Interiors giant B/E Aerospace keeps IFEC on radar


B/E Aerospace has given what could very well be its first public indication yet that the aircraft interiors company would entertain potential acquisition and/or partnership opportunities in the inflight entertainment and connectivity space.

Last year, B/E co-founder, executive chairman and CEO Amin Khoury said acquiring an IFE business would be “way outside, conceptually” of the firm’s focus on aircraft interiors. But in an interview with Runway Girl Network, B/E Aerospace corporate VP strategy & marketing Paul-Ernest Cheron said, “There is no pressure from our customers or OEMs that [we] need to provide this solution. It doesn’t mean that we don’t want to do it.

“We’re managing our portfolio to see where we can provide the best offering to our customers and working with them to understand their needs and requirements so that’s always something that we look at. Connectivity is something very high on the list.”

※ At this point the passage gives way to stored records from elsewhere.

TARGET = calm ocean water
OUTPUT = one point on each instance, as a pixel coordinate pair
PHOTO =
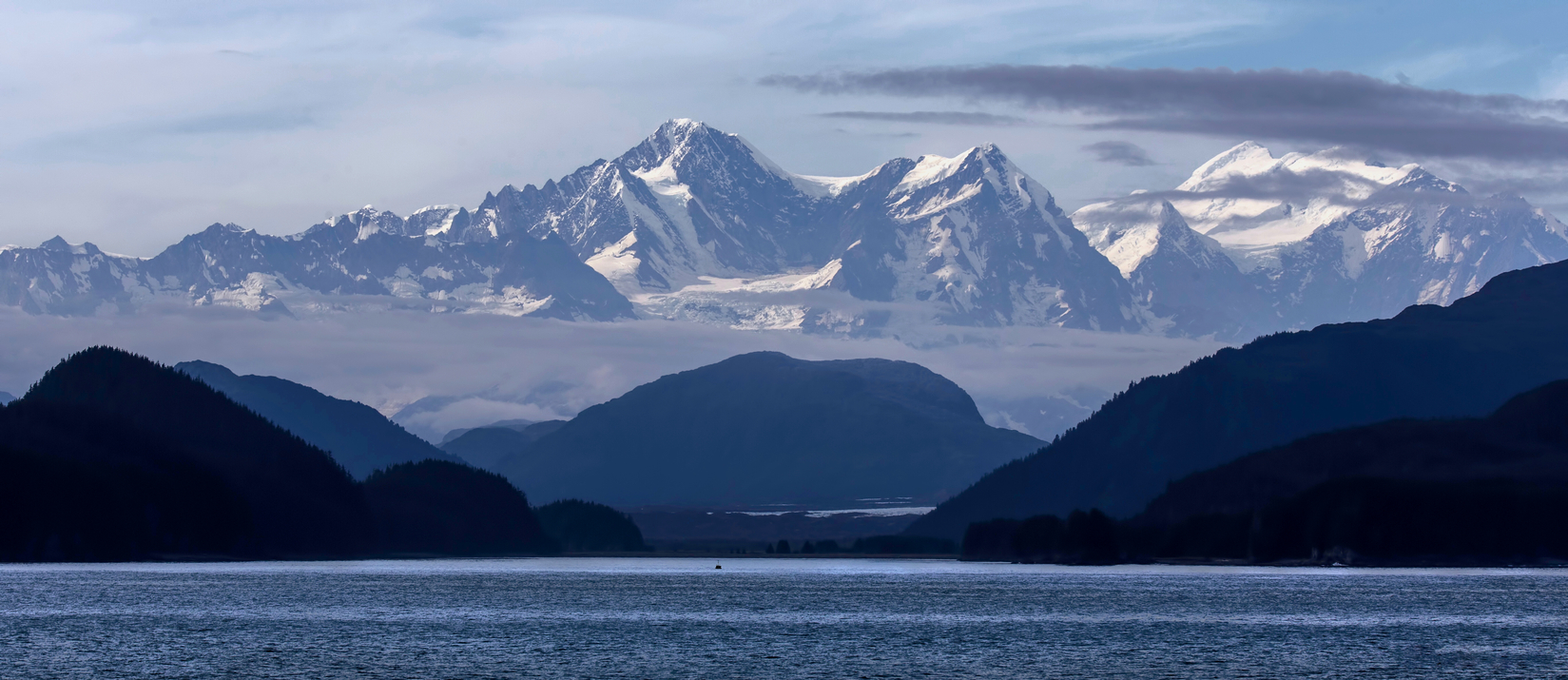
(773, 619)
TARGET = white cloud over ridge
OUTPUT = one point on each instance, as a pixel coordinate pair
(389, 359)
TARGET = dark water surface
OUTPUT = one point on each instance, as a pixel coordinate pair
(773, 617)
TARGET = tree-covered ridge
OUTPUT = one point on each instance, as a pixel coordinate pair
(1427, 362)
(111, 457)
(1466, 491)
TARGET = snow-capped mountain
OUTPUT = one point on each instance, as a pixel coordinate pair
(352, 261)
(695, 223)
(1311, 239)
(698, 224)
(1186, 281)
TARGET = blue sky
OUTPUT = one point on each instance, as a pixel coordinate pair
(132, 124)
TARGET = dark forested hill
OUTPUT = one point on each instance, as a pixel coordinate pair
(449, 508)
(358, 436)
(111, 457)
(767, 428)
(1526, 440)
(1427, 362)
(295, 497)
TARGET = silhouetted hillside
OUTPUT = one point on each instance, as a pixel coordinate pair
(299, 498)
(111, 457)
(358, 436)
(1523, 440)
(765, 428)
(510, 423)
(488, 447)
(1464, 491)
(449, 508)
(79, 486)
(584, 527)
(1427, 362)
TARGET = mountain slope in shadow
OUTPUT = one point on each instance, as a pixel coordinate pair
(1427, 362)
(767, 428)
(358, 436)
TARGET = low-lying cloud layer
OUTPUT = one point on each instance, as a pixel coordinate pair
(389, 359)
(1304, 106)
(932, 118)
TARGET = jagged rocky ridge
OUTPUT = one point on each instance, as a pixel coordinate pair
(1251, 243)
(698, 224)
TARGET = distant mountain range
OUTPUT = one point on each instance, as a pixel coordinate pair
(1429, 362)
(763, 430)
(698, 224)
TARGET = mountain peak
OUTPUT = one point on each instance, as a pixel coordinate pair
(1247, 155)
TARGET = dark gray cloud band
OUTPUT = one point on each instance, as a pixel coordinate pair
(1304, 106)
(932, 118)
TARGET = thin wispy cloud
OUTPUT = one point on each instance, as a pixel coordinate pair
(1304, 106)
(932, 118)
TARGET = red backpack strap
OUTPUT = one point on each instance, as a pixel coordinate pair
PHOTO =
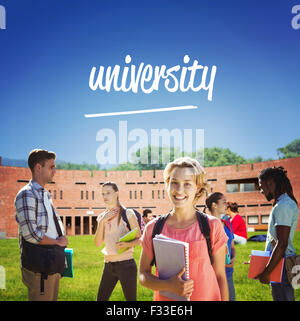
(228, 225)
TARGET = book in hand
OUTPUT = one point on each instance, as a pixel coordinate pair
(258, 262)
(171, 256)
(128, 237)
(68, 271)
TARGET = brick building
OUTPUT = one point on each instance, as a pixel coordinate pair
(77, 194)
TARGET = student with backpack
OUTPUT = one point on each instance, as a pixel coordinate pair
(185, 182)
(216, 203)
(113, 223)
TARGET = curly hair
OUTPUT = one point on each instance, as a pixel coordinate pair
(279, 177)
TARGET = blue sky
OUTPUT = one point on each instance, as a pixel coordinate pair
(49, 47)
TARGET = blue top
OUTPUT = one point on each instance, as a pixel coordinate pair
(285, 212)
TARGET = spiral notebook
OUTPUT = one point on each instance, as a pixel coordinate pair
(171, 256)
(258, 262)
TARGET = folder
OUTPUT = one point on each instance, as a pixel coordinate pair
(171, 256)
(68, 271)
(128, 237)
(258, 262)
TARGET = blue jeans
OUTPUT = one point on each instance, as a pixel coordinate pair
(282, 291)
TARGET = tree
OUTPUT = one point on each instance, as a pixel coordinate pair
(290, 150)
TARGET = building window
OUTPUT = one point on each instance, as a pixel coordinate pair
(253, 219)
(232, 188)
(242, 185)
(264, 219)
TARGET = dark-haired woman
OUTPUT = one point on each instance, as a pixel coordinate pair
(216, 203)
(238, 224)
(110, 228)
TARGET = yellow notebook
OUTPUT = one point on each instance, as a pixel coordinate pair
(128, 237)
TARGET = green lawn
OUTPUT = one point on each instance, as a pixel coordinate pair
(88, 265)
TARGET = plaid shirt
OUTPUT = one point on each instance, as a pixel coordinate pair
(31, 213)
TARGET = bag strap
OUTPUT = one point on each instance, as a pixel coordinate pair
(58, 229)
(158, 226)
(124, 217)
(228, 225)
(205, 230)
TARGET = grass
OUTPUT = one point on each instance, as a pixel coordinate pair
(88, 266)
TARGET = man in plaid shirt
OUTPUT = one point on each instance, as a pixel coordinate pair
(36, 225)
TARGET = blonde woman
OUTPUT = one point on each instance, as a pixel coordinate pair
(185, 182)
(110, 228)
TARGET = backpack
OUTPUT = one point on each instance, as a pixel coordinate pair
(125, 219)
(204, 228)
(227, 224)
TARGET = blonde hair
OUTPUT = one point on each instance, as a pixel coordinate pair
(199, 173)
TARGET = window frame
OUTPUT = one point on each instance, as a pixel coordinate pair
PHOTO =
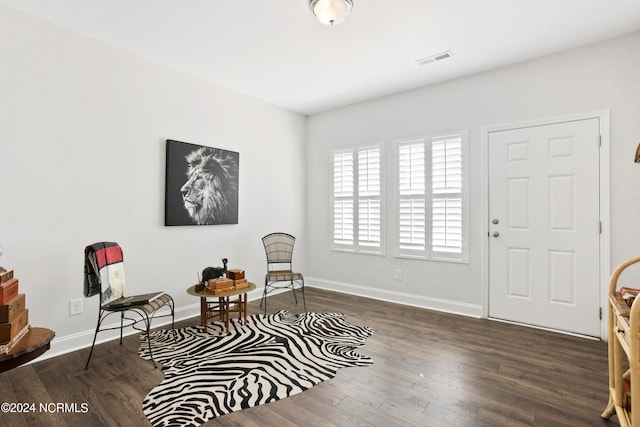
(358, 245)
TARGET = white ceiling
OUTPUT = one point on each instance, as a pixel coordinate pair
(276, 51)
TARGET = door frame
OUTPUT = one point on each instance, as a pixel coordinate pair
(605, 236)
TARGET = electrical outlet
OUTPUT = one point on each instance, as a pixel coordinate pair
(75, 307)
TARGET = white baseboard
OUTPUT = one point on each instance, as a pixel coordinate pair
(454, 307)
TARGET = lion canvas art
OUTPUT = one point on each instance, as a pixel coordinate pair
(201, 185)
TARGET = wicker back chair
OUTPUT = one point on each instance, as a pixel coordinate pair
(280, 275)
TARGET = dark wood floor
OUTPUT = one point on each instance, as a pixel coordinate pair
(431, 369)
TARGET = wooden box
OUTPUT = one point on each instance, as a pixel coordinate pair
(12, 309)
(11, 329)
(6, 275)
(8, 290)
(235, 274)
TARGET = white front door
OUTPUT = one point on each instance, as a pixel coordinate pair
(544, 229)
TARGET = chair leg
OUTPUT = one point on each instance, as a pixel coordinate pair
(293, 287)
(304, 300)
(121, 325)
(148, 325)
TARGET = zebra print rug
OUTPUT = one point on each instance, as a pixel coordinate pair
(208, 374)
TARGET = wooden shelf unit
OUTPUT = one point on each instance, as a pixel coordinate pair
(624, 342)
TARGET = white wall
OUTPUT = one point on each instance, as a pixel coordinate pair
(598, 77)
(82, 158)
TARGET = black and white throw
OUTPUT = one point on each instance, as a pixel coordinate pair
(208, 374)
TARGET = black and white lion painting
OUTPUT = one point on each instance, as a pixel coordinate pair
(209, 191)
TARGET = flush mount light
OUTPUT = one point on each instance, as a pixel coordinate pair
(331, 12)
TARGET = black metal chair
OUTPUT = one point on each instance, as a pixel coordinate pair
(104, 275)
(279, 250)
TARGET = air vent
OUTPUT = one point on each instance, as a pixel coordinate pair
(434, 58)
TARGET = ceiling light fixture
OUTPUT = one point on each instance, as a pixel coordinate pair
(331, 12)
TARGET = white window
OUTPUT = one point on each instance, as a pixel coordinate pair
(357, 203)
(432, 202)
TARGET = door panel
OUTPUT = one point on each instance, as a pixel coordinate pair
(544, 231)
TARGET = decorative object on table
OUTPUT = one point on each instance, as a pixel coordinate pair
(268, 359)
(278, 248)
(201, 185)
(14, 316)
(104, 276)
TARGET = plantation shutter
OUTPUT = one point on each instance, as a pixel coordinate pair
(446, 188)
(343, 203)
(369, 197)
(412, 203)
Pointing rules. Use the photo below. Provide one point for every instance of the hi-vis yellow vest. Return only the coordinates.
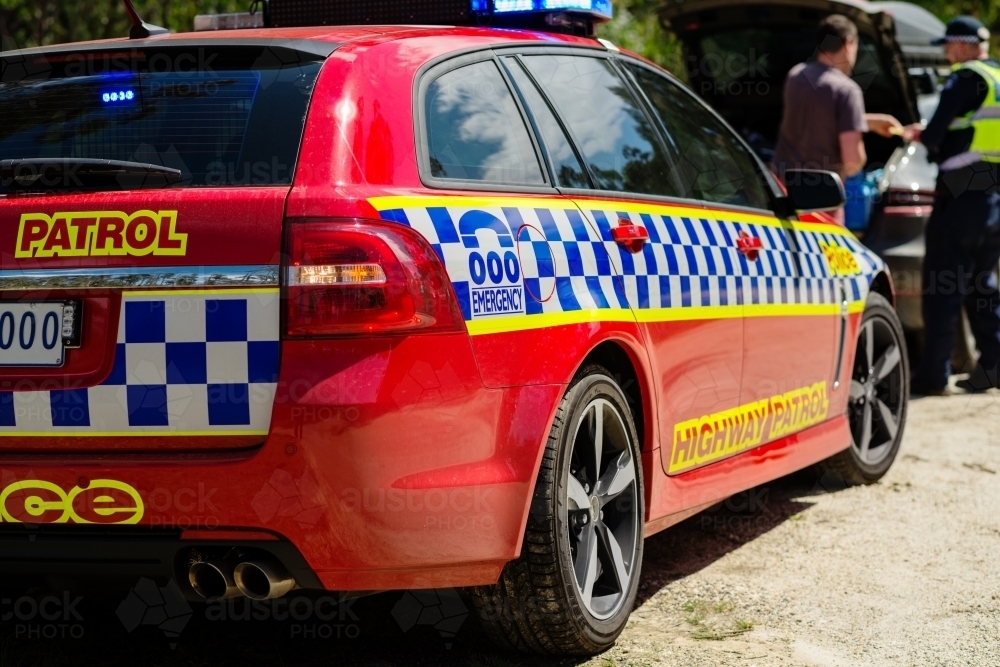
(985, 121)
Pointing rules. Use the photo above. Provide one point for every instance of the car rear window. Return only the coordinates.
(222, 116)
(607, 123)
(475, 131)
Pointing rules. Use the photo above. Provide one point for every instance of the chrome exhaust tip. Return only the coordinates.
(263, 580)
(213, 580)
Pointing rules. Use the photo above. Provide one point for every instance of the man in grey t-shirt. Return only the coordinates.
(824, 116)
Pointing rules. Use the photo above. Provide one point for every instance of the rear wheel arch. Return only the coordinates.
(882, 284)
(631, 376)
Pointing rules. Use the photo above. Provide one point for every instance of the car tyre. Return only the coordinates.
(878, 397)
(573, 587)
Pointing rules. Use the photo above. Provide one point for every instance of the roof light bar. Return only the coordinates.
(599, 9)
(567, 16)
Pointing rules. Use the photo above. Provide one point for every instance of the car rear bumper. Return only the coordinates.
(388, 465)
(129, 553)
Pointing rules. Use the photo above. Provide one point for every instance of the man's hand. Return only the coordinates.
(884, 125)
(913, 132)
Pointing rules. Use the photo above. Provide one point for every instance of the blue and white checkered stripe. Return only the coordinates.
(186, 363)
(688, 262)
(702, 267)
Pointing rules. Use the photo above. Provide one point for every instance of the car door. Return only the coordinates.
(680, 282)
(793, 319)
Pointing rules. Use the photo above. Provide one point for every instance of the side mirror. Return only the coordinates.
(812, 190)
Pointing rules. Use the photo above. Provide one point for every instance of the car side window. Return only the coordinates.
(565, 163)
(712, 164)
(475, 131)
(606, 122)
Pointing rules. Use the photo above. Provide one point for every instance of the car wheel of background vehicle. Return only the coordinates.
(879, 394)
(574, 585)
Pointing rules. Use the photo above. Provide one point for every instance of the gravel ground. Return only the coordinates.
(904, 572)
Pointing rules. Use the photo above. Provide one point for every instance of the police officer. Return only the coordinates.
(963, 234)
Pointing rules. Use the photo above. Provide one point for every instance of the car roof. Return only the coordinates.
(326, 38)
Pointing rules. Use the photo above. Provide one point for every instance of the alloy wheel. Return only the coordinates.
(876, 398)
(602, 512)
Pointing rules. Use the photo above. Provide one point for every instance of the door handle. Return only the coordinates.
(630, 235)
(750, 246)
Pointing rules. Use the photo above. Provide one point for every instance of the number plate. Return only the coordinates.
(31, 334)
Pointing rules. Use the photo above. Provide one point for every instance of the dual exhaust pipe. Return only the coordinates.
(255, 579)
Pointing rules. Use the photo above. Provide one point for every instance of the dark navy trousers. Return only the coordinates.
(963, 248)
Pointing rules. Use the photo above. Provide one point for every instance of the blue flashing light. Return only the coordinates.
(598, 8)
(118, 96)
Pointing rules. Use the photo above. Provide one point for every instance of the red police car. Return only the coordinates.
(386, 307)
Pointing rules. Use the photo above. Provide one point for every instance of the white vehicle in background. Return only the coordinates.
(738, 54)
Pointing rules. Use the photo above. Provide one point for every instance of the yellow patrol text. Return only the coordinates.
(717, 436)
(841, 260)
(100, 234)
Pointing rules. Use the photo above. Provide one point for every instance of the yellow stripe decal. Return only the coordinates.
(401, 202)
(129, 434)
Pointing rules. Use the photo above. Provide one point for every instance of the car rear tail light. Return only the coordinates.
(350, 277)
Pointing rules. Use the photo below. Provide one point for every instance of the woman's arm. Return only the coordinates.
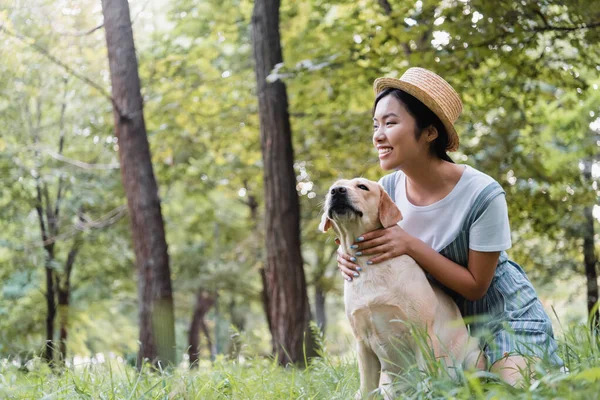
(472, 283)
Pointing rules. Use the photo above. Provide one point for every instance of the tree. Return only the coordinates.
(287, 299)
(157, 331)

Over the last few years, B/E rival Zodiac Aerospace has engaged in an acquisition spree, buying engineering services firm Northwest Aerospace Technologies (NAT) and inflight entertainment specialist The IMS Company, which it renamed Zodiac Inflight Innovations (Zii). Later, Zii acquired TriaGnoSys, whose software enables airline passengers to use their mobile phones and Internet during flights, and confirmed it had submitted proposals to airlines to include Ka-band satellite-supported connectivity from ViaSat.

Explaining the benefit of adding assets such as NAT and IMS, Zodiac senior advisor Americas, Alinh Hoang last year told me that it “is good for us is to be self-contained in the turnkey cabin proposal”.

But B/E’s Cheron suggests the jury “is still out” on whether the industry wants interiors firms to provide a complete cabin solution “or have experts working together”.

Furthermore, he notes, “While some competitors [i.e. Zodiac] do have IFE providers in their branch of activities, that could trigger some conflict internally, and I can understand some IFE companies [not wanting to] provide too much detail on their products when they’re providing information to companies that have a direct competitor.” Indeed, now that the FAA requires IFE firms to supply reams of data to seat suppliers before integrated IFE/seat can be shopped to the OEMs, and in light of Zodiac’s move into IFEC, one can see why it’s essential to have clear non-disclosure agreements in place for both sides.

Without talking specifics, Honeywell confirms that it has engaged in dialog with aircraft interiors firms and is willing to discuss introducing Global Xpress Ka-band connectivity as part of broader packages. “We talk about this hockey stick, and passing this threshold and the expectations of connectivity on the airplane and the demand for it. The fact that the cabin interiors people are waking up to the requirement is a big indication of that. The whole dynamic of that has changed in just the last couple of years. From our point of view we’re ready, eager and able to talk to anybody who has great ideas to bring the whole thing together to bring a better solution to the customer and the cabin,” says John Broughton, director, marketing and product management for Honeywell.

Aircraft interiors firms will ultimately offer complete cabins to airframers to keep pace with increased aircraft production, predicts an industry insider. “It will definitely happen; it has to happen. Basically it reduces cost so it’s one big package. Think of a car; everything is integrated, and it should run more efficiently. That’s the final step in my opinion. If an interior company, Zodiac for instance, is doing it all, they can control a lot. For instance, there is always a battle between interiors and IFE; it never runs smoothly.

“A simple thing like shielding a cable can be an ordeal. For instance, one of the top IFE suppliers does not shield cables because it costs more money. What it means is that when you run power and data separately [in the seat], you have to put an extra shield on the power cable after the fact, which costs the seat suppliers more money. So just little details like that affect everything.”